A crisis was averted at the office of the Director of Public Prosecutions (DPP) yesterday. State lawyers were planning to stay away from court yesterday, the first official day of the new law term. They were doing so in light of reports that Prime Minister Patrick Manning had vetoed the appointment of deputy DPP Roger Gaspard to act as DPP, after the appointment of Carla Brown-Antoine to the High Court Bench. As one state lawyer put it, "It was going to be a silent protest, but it would have had the effect that none of the criminal courts in the High Court could have done anything."

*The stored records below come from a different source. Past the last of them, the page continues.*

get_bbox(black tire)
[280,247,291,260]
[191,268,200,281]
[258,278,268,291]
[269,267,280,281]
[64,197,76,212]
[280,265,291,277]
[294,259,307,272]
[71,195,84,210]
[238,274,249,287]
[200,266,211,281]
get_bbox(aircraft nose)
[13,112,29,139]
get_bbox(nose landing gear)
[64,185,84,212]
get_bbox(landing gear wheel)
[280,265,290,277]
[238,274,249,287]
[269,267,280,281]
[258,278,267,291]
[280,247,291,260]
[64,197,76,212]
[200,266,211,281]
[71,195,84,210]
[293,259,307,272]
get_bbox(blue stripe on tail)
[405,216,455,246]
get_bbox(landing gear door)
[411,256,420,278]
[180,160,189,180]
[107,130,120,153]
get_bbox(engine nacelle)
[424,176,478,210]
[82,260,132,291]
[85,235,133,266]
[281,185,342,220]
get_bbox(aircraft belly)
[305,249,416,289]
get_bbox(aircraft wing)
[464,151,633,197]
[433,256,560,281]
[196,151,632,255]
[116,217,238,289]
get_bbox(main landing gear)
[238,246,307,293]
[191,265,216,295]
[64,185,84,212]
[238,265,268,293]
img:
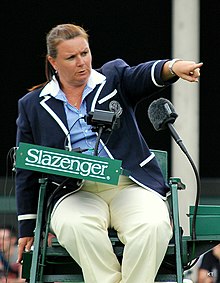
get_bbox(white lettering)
[25,148,39,163]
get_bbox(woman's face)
[48,36,92,87]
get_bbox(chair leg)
[30,179,47,283]
[171,184,183,283]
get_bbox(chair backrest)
[150,149,168,181]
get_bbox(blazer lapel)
[40,95,71,148]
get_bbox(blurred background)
[0,0,220,234]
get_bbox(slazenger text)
[25,148,108,176]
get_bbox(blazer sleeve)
[16,100,40,237]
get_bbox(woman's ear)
[47,55,57,71]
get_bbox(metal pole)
[172,0,199,235]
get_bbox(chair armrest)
[169,177,186,190]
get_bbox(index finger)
[17,243,25,263]
[193,62,203,70]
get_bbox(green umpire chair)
[18,150,220,283]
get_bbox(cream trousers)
[51,176,172,283]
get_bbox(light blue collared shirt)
[41,70,108,157]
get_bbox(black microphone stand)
[167,123,201,240]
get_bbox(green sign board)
[16,143,122,185]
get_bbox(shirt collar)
[39,69,106,97]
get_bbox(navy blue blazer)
[16,59,176,237]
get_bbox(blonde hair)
[29,24,89,91]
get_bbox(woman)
[16,24,202,283]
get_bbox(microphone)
[148,98,188,154]
[148,98,201,240]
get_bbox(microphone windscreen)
[148,98,178,131]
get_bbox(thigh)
[51,191,110,232]
[110,185,170,233]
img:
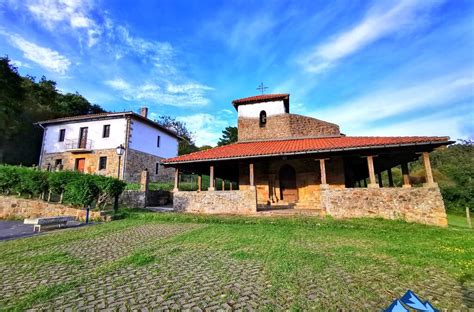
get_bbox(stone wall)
[321,187,448,227]
[173,189,257,215]
[41,149,123,178]
[119,191,172,208]
[239,157,345,209]
[125,149,174,182]
[0,195,101,221]
[238,114,340,141]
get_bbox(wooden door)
[78,127,88,148]
[76,158,86,172]
[280,165,298,203]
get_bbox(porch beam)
[319,159,328,188]
[377,171,383,187]
[249,163,255,188]
[402,162,411,187]
[423,152,436,187]
[173,168,179,192]
[387,168,393,187]
[367,156,379,188]
[207,165,216,191]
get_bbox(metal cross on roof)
[257,82,268,94]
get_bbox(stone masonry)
[40,149,123,177]
[124,149,174,182]
[173,189,257,215]
[238,114,340,141]
[0,196,101,220]
[321,187,448,227]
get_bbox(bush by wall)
[0,165,126,207]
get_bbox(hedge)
[0,165,126,207]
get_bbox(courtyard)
[0,211,474,311]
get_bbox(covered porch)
[161,139,446,227]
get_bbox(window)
[59,129,66,142]
[259,111,267,127]
[54,159,63,170]
[102,125,110,138]
[99,156,107,170]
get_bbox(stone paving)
[0,224,474,311]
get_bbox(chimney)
[140,107,148,118]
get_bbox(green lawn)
[0,211,474,310]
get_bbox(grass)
[448,214,474,229]
[0,210,474,310]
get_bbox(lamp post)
[117,144,125,179]
[114,144,125,213]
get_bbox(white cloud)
[104,78,131,91]
[300,0,440,73]
[2,33,71,75]
[311,72,474,130]
[24,0,102,47]
[104,78,212,107]
[177,113,228,146]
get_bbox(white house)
[37,108,179,182]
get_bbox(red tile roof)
[35,112,180,139]
[232,93,290,107]
[163,136,451,164]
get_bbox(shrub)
[63,174,100,207]
[94,176,127,207]
[48,171,81,194]
[0,165,20,194]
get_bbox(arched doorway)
[279,165,298,203]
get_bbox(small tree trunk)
[466,207,472,229]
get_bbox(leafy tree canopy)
[217,127,237,146]
[156,115,199,155]
[0,57,104,165]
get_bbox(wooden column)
[198,174,202,192]
[249,163,255,188]
[387,168,393,187]
[423,152,435,186]
[402,163,411,187]
[173,168,179,192]
[319,159,328,188]
[377,172,383,187]
[207,166,216,191]
[367,156,379,188]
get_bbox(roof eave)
[162,141,455,166]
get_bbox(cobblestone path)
[0,224,202,308]
[0,224,474,311]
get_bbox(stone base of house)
[40,149,123,178]
[40,149,174,183]
[173,189,257,215]
[173,187,448,227]
[0,196,102,221]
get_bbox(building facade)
[163,94,452,226]
[38,108,179,182]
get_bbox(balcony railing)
[64,138,92,152]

Gaspard received a letter yesterday morning, appointing him to act as DPP. But the letter did not state how long he would act. Brown-Antoine acted as DPP for nine months after she replaced Geoffrey Henderson, who was also elevated to the High Court. Following Gaspard's appointment, state attorneys went to court and it was business as usual. At President's House, Brown-Antoine, Andre Mon Desir and Ronnie Boodoosingh were sworn in by President George Maxwell Richards as full-time judges. On October 1, Gillian Lucky and Rajiv Persad will be sworn in as temporary judges. Boodoosingh was admitted to the Bar in 1992. Before entering the Hugh Wooding Law School, he received his bachelor of laws degree with second class honours from the UWI Faculty of Law at the University of the West Indies, graduating in 1990.

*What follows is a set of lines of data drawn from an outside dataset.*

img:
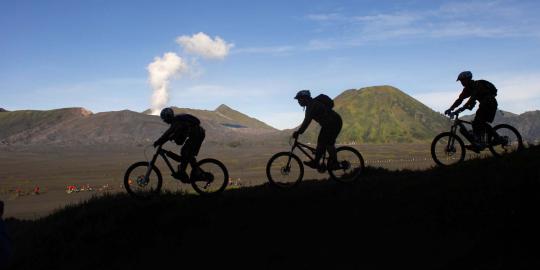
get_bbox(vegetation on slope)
[306,86,449,146]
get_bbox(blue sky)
[0,0,540,128]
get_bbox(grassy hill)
[0,105,277,146]
[306,86,448,143]
[6,147,540,269]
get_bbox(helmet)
[456,71,472,81]
[294,90,311,99]
[159,107,174,123]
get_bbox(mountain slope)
[300,86,448,143]
[0,105,277,145]
[6,147,540,269]
[0,108,92,143]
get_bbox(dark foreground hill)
[7,147,540,269]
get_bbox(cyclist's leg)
[182,127,205,173]
[326,114,343,167]
[472,98,497,144]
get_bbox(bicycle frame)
[291,138,326,164]
[144,145,187,179]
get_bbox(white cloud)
[147,52,188,114]
[304,1,540,50]
[176,32,234,59]
[256,111,304,130]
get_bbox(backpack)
[176,113,201,126]
[477,80,497,96]
[314,94,334,109]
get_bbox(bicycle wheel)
[191,158,229,195]
[328,146,364,183]
[266,152,304,189]
[124,161,163,199]
[431,132,465,166]
[488,124,523,156]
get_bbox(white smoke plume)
[147,52,188,115]
[176,32,234,59]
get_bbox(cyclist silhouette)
[444,71,497,152]
[293,90,343,169]
[154,108,205,182]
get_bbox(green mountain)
[305,86,449,143]
[0,105,278,145]
[0,108,92,140]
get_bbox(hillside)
[0,105,277,145]
[6,147,540,269]
[298,86,449,143]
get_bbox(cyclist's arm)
[450,89,471,110]
[298,106,313,134]
[156,124,176,145]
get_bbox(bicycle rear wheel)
[488,124,523,156]
[190,158,229,195]
[124,161,163,199]
[431,132,465,166]
[266,152,304,189]
[328,146,364,183]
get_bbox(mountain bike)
[266,138,364,189]
[431,109,523,166]
[124,145,229,198]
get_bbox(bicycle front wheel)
[124,161,163,199]
[488,124,523,156]
[431,132,465,166]
[328,146,364,183]
[191,158,229,195]
[266,152,304,189]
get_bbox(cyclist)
[444,71,497,152]
[154,108,205,182]
[293,90,343,169]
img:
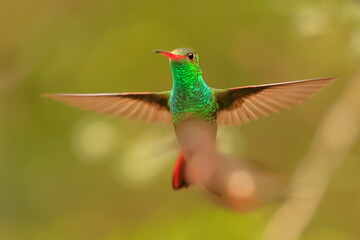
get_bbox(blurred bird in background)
[45,48,335,208]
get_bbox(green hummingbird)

He was awarded the prestigious Joseph Archibald QC Award for Public International Law at UWI, and upon his graduation from the Hugh Wooding Law School, he was an awardee of the Robert Mathieu Prize for best performance in trial advocacy, and the Book Specialists Prize as most outstanding all-round student. Boodoosingh had a short stint at the office of DPP immediately upon his graduation in 1992, and returned to that office for some seven years, his last position there being a senior state prosecutor. He had been serving as a temporary judge of the High Court for the past two years. Mon Desir joined the judiciary as an acting judge last year, after serving both in private practice and with the State.
He spent the previous six years in the service of the government of the Cayman Islands, holding positions as Senior Crown Counsel (Criminal), Independent Counsel to the Governor, and Legal Counsel to the Cayman Islands Monetary Authority. Mon Desir was admitted to the Bar in 1993, having attained his bachelor of laws (second class honours) from the University of the West Indies. A national scholarship winner from St Joseph's Convent, Port of Spain, Brown-Antoine studied law at the University of the West Indies, graduating with her LLB (second class honours) in 1987, and at the Hugh Wooding Law School where she received her Legal Education Certificate in 1989. Brown-Antoine's entire professional career from 1989 has been with the office of DPP, beginning as a State Counsel, and rising to the position of Deputy Director in 2001, and acting on several occasions up to presently as Director.